Лиловые люпины
- Автор: Нона Слепакова
- Жанр: Современная проза
- Дата выхода: 1999
Читать книгу "Лиловые люпины"
Я тихонько, исподлобья, огляжу своих соседок, по-прежнему не испытывая горя и боли, и различу, как у дев задвижется кожа на щеках, — видимо, они и вправду сожмут зубы, повинуясь слову поэта.
Мы плачем и слез не стыдимся своих, Не прячем горячих, пристальных глаз: Каждый зорок теперь за двоих, Партийное сердце в каждом из нас…
Тогда я, наоборот, поспешно спрячу глаза: если каждый так зорок, мое бесчувствие мигом обнаружат!.. Тут трансляция выключится, МАХа опустит руку на нижнюю, «пионерскую» ступеньку трибунки, возле горшков с фуксией, передумает и переместит ладонь на среднюю, «комсомольскую», опять передумает и, наконец, возложит кисть на «партийный» верх трибунки, рядом с бюстом, где, наверно, и надлежит быть руке выступающей коммунистки, причастной к делу Сталина.

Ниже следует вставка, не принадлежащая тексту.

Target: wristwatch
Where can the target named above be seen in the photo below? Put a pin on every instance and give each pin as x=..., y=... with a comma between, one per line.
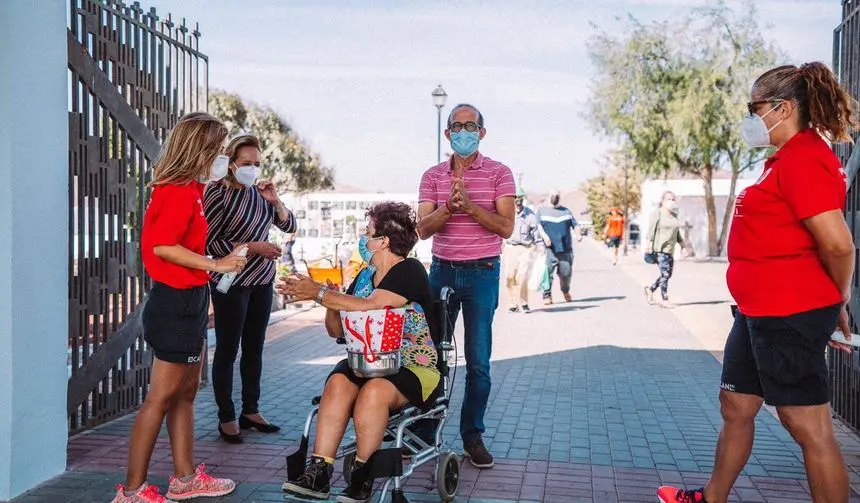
x=321, y=294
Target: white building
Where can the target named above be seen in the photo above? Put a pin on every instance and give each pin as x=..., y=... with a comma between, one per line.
x=334, y=220
x=691, y=202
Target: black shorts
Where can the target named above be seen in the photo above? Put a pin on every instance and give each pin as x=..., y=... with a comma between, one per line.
x=405, y=381
x=780, y=358
x=175, y=322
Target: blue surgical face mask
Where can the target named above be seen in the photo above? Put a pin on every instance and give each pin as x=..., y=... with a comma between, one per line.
x=365, y=253
x=465, y=143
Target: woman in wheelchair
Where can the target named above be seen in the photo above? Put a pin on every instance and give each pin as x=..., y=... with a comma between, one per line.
x=390, y=280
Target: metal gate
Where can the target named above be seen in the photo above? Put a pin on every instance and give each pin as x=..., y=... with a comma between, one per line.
x=131, y=76
x=845, y=369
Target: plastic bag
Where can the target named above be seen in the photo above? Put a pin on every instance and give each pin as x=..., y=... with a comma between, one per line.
x=536, y=278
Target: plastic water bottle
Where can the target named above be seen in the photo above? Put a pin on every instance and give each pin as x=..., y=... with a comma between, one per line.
x=227, y=279
x=840, y=337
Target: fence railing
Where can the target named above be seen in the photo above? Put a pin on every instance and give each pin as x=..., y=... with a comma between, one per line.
x=131, y=76
x=845, y=369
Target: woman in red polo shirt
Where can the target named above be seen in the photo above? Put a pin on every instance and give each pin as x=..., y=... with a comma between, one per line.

— Товарищи! — выкрикнет она резко, с истерической интонацией, похожей на сегодняшнюю материну, опять-таки перерешит и поправится, смягчая: — Девочки!.. Как же мы теперь?.. Такой вопрос мы все сегодня задаем друг другу. Вчера любой из нас потерял отца, учителя, друга и защитника, который спас нас в войну и привел к победе, который мыслил за нас и руководил нами в дни мирных свершений! Как же мы теперь, без него? Мы обязаны еще упорнее овладевать знаниями, крепить дисциплину, стать сознательнее и бдительнее, не допуская прогулов и неуклонно повышая успеваемость по школе в целом. Товарища Сталина нет, но он с нами, девочки! Вот он!.. — закончит она с прежней истеричностью в голосе и нежно проведет рукой по черным усам сталинского бюста. Затем она выхватит из-за рукава платок и без стеснения разрыдается. Сказал ведь поэт, что «мы слез не стыдимся своих»!..

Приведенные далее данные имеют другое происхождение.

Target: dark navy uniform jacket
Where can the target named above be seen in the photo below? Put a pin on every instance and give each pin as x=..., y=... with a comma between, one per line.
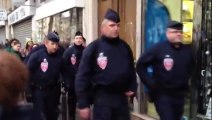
x=71, y=60
x=172, y=67
x=45, y=68
x=107, y=64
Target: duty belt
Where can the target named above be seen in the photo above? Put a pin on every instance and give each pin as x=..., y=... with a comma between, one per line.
x=44, y=87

В голос заревет малышня; воспиталки и девы единодушно завсхлипывают в платочки; у лестничных дверей раздадутся причитания нянечек; я, за неимением слез и платка, примусь докрасна растирать кулаками подглазья. Шмыгая носами, хлюпая, сплачиваясь, школа простоит против трибунки минут пять под «горячим, пристальным» взором МАХи, которая свернет свой платок узеньким толстым рулончиком и перечеркнет им лицо под глазами, чтобы ткань и впитывала обильные слезы, и не мешала смотреть. Пятидесятая женская, явственно пошатываясь, разойдется по классам только после командного жеста МАХиной руки: «На уроки!»

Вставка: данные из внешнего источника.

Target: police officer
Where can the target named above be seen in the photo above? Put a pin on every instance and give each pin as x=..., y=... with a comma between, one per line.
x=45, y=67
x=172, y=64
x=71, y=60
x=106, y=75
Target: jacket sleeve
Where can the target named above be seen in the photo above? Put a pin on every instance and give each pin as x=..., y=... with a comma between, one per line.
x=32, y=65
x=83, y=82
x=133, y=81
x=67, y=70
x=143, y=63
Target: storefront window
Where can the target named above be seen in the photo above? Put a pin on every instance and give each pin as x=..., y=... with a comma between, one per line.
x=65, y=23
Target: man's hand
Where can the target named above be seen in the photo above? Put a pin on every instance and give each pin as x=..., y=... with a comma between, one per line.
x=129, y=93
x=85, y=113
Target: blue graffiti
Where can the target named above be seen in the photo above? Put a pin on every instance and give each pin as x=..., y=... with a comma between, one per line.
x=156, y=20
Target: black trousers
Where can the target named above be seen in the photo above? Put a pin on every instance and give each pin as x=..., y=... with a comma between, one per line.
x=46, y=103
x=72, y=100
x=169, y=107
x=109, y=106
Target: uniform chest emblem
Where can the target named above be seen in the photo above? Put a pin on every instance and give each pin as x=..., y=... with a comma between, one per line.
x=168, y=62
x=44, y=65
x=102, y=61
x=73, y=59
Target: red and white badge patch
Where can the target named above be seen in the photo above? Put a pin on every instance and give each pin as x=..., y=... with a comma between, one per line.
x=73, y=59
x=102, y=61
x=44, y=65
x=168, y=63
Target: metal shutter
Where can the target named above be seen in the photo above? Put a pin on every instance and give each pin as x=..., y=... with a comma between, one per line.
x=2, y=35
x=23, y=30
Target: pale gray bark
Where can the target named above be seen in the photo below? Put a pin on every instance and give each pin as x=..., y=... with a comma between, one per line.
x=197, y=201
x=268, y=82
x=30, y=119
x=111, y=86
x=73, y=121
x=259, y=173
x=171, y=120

В классе наши девы поплюхаются на места и, точно выполняя слаженное физкультурное упражнение, сложат перед собой руки на партах, зароются в них лицами и продолжат рев. Я изображу то же самое, — преступная притворщица, убийца, бесчувственное чудовище… Слева от меня, через проход, будет, как все, зарываться в руки и подергивать плечами Наташка Орлянка. Со стыдом, завистью и почтением — и берут же откуда-то слезы порядочные-то люди? — я взгляну над локтем на рыжие косички, подергивающиеся по крылышкам передника на сутулой спине Орлянки. Но вдруг она приподнимет голову и тоже выглянет из-за своего локтя, — ее карий глаз окажется совершенно сух и даже как бы заинтересованно оживлен происходящим, небывалым. Наташка, встретив мой взгляд, поспешно вновь уткнется в рукав. Неужели же я не одна такая в классе?..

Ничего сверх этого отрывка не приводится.